Ricardo depositou um envelope castanho A4 em cima da mesinha ao seu lado.
- Incluindo os negativos.
- Óptimo – Houve uma pausa. Helena olhava pela janela para o impressionante jardim que se estendia lá fora. – Sabe, a perspectiva de me divorciar do meu marido não me aflige minimamente. Pensei que seria pior, muito pior, mas a sensação é na verdade extremamente agradável.
- Fico feliz por saber isso.
- Muito obrigado pelo seu serviço, Ricardo. Guarde o cheque, mereceu-o.
- O prazer foi meu, Helena.
Cumprimentaram-se com um cordial aperto de mão. Ricardo saiu, guardando o cheque no bolso interior do casaco para não o perder.
***
- Pedi-te especificamente para que a minha cara não fosse reconhecível – disse a secretária, pousando a fotografia em cima da mesa e dando mais um gole do seu batido de morango. Ricardo puxou a fotografia para si e guardou-a.
- As minhas desculpas.
- Não quero que a minha cara apareça nos jornais – insistiu ela.
- Eles esborratam a imagem para não se ver os pormenores mais sórdidos. Aliás, pela posição em que estás na fotografia a tua cara devia ser o mínimo das tuas preocupações – Ricardo sorriu-lhe, mas ela não pareceu estar interessada em brincadeiras.
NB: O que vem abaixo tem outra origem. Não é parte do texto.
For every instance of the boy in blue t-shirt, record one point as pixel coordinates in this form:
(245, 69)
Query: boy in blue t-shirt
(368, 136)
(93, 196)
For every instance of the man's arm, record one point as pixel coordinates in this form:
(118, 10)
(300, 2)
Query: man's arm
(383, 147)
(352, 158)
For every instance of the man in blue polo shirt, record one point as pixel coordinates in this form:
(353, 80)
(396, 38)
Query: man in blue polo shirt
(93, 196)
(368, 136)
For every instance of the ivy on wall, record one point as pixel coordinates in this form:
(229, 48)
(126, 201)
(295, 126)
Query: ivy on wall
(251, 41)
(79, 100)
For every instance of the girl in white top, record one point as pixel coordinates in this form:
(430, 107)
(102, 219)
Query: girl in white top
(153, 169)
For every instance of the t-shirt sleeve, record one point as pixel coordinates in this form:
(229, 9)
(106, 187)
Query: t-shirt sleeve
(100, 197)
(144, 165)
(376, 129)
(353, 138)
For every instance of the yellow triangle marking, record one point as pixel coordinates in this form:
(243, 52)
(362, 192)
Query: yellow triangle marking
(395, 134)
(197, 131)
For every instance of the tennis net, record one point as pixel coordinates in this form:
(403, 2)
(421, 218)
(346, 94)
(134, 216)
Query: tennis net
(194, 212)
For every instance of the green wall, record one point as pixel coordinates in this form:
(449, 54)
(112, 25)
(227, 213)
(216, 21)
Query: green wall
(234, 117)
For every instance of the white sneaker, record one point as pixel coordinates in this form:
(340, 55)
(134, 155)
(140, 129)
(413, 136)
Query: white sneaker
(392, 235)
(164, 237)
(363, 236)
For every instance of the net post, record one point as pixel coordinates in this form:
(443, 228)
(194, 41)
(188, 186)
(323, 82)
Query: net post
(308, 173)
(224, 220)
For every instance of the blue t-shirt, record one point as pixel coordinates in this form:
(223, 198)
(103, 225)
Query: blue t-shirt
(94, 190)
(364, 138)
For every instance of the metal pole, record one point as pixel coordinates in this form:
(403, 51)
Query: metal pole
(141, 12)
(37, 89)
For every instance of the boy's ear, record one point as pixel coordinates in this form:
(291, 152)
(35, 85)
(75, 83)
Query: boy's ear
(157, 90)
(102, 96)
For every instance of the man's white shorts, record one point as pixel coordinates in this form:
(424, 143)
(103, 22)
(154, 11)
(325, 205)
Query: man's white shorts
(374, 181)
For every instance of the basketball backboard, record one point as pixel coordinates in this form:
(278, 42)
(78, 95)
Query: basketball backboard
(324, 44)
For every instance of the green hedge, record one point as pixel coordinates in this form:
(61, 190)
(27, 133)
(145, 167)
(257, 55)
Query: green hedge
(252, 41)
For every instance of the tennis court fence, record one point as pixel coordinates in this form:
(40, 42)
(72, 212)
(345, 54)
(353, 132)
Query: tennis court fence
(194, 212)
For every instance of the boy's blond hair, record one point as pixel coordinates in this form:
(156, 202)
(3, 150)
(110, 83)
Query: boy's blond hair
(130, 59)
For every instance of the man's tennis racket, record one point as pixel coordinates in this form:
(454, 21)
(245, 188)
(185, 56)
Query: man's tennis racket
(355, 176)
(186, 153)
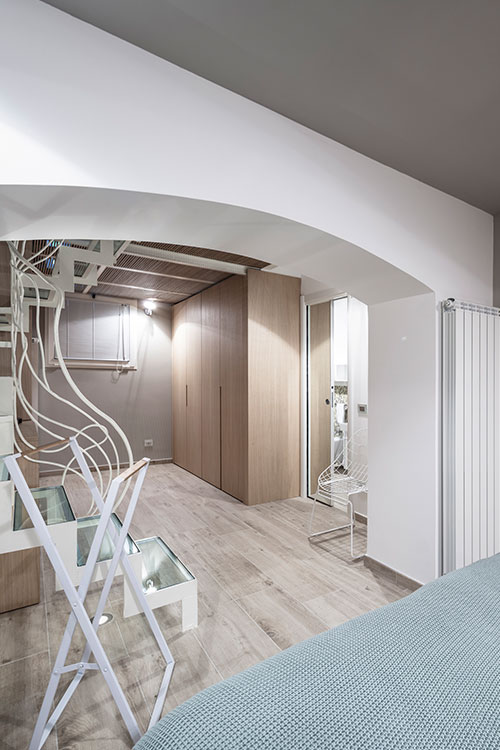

- Trouxeste aquilo? – perguntou. Um À sua volta, sentados na esplanada, os homens não deixavam de reparar nela, talvez perguntando-se o que raio faria uma mulher daquelas a beber um refresco com um tipo de gabardina.
Ricardo estendeu-lhe uma mala por cima da mesa.
- Meu deus, que dramático – um sorriso, pela primeira vez – Uma mala, como nos filmes.
- É para tornar tudo mais real. Consegues imaginar o que aí está dentro?
- Quantos zeros tinha o cheque?
- Bastantes.
- E aí está metade?
- Hum hum.
A secretária puxou a mala para si, passou-lhe a mão por cima como que lhe sentindo a textura e temperatura. O empregado de mesa aproximou-se trazendo a conta.
- Eu faço questão – disse Ricardo, pagando com uma nota de vinte e deixando o troco. Levantou-se, cumprimentou a secretária com um cavalheiresco beijo nas costas da mão e despediu-se.
- Até uma próxima.
- Até uma próxima.
Ricardo afastou-se, e a secretária ficou a beber o seu refresco até ao fim.